I turned them inside-out (very gently) and admired my handiwork!
 
 
The Husband and I discussed different types of fillings for the bags. We thought about the styrofoam filling they use in bean bag chairs but decided they would be too light. We also thought about actual beans but with kids we weren't sure the beating it would take (i.e. drool). Therefore, we went with the expensive option of polyfil pellets (little plastic balls essentially). I suggest you use a Michaels coupon and buy one bag at a time!

 
Filling the beanbags turned into quite a production. The Husband is quite the mathematical guy so we figured out that with the 3 bags that I had we could fill each bean bag with 3.25 ounces of beads (hence the scale in the picture). It made each beanbag a decent size and I still have some left over!
 
The next step is a little tricky. Since the sewing was done on the inside of the beanbag, I wanted to continue with an invisible stitch so that you wouldn't see where I had filled the beanbag. Again, I headed onto the Internet to see what I could find to teach me this step. I came across this blog. I admit, I had to read the instructions a couple of times and I even had to practice on one of the beanbags. This part took a chunk of time and some I had to restitch in order to ensure they were solidly sewed.
 
There are also YouTube videos if you look up "invisible stitch"!
 
That's it! They are that simple!
 
Here are some pictures of the finished product:
 

alphabet bean bags

 



 J had a great time running around the room and throwing them.
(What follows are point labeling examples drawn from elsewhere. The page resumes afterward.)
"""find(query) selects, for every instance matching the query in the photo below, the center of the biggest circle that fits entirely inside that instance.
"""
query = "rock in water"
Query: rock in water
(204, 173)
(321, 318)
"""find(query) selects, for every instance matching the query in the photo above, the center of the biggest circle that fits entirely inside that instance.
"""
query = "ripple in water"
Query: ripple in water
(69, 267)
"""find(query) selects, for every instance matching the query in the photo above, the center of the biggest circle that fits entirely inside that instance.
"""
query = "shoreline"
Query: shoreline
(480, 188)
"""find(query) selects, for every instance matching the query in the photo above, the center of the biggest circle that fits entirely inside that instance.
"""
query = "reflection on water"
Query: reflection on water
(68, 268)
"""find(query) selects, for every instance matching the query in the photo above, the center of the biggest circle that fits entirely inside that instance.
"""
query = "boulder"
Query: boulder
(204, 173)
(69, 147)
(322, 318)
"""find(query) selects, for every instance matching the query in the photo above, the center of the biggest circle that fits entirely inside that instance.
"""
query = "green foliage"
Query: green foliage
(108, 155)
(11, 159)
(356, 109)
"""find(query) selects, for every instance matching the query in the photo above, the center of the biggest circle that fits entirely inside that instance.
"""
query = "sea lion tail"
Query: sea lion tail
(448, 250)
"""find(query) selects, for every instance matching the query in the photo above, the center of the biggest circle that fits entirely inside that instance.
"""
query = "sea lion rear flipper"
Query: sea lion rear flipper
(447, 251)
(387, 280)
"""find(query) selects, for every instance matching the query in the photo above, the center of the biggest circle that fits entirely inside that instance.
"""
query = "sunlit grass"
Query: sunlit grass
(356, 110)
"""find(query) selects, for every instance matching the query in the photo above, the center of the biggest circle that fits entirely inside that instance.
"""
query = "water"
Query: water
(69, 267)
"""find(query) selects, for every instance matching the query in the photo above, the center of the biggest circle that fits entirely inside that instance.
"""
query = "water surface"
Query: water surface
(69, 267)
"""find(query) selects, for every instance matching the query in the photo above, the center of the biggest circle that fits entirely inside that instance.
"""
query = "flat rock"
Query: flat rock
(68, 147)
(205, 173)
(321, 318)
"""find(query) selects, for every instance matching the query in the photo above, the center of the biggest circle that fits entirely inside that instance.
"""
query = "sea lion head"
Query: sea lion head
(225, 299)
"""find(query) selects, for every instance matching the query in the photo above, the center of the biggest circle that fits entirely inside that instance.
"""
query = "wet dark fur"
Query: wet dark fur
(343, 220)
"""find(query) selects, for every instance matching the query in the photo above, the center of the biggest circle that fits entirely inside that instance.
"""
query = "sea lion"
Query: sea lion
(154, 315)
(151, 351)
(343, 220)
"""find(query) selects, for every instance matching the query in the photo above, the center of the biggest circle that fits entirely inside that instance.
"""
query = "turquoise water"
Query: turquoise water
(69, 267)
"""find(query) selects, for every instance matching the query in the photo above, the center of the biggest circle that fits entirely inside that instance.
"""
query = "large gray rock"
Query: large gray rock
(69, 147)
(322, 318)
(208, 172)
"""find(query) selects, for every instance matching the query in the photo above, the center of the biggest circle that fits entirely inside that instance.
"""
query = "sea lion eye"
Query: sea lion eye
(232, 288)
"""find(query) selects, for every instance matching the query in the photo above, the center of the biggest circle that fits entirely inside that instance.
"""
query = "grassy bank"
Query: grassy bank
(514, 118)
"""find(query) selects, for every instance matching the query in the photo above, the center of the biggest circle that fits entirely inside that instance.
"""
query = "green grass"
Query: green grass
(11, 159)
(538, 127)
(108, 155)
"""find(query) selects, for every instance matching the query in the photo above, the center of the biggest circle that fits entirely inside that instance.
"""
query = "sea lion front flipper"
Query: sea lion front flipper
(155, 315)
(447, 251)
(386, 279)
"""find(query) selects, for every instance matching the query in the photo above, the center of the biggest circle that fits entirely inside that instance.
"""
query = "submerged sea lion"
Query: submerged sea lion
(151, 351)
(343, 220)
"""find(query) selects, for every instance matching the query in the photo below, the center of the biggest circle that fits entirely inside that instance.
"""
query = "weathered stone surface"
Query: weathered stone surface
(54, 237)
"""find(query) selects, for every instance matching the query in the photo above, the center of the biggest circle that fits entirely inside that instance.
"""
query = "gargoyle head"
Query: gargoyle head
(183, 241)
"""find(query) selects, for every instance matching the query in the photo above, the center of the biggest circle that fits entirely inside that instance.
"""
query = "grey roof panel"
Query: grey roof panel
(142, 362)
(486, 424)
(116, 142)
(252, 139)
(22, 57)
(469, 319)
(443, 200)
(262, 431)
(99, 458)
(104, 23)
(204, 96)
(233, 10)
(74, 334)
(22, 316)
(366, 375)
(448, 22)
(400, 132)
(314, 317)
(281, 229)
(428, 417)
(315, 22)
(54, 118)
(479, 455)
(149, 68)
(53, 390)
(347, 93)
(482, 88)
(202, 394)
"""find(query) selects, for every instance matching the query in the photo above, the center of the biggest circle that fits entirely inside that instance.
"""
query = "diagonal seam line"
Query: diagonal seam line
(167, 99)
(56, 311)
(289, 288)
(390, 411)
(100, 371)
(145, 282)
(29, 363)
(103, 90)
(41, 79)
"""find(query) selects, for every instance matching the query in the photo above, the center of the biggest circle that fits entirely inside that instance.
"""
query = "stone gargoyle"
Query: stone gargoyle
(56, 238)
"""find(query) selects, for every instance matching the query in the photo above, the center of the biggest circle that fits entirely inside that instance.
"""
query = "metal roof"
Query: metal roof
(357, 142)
He's able to identify all of the letters in his name so we're going to keep practicing that. We can also use them to eventually spell other words, more letter recognition, lowercase and uppercase letter recognition and even colours! Right now though, they are fun to throw around and practice balancing on our heads.
 
I think that constitutes them as a hit!
 
What do you think?
 
P.S. The Husband has a whole list of what I should make next (i.e. numbers, mathematical signs, grammatical signs, etc.). I think I'll take a break and go back to them once Baby Boy #2 arrives!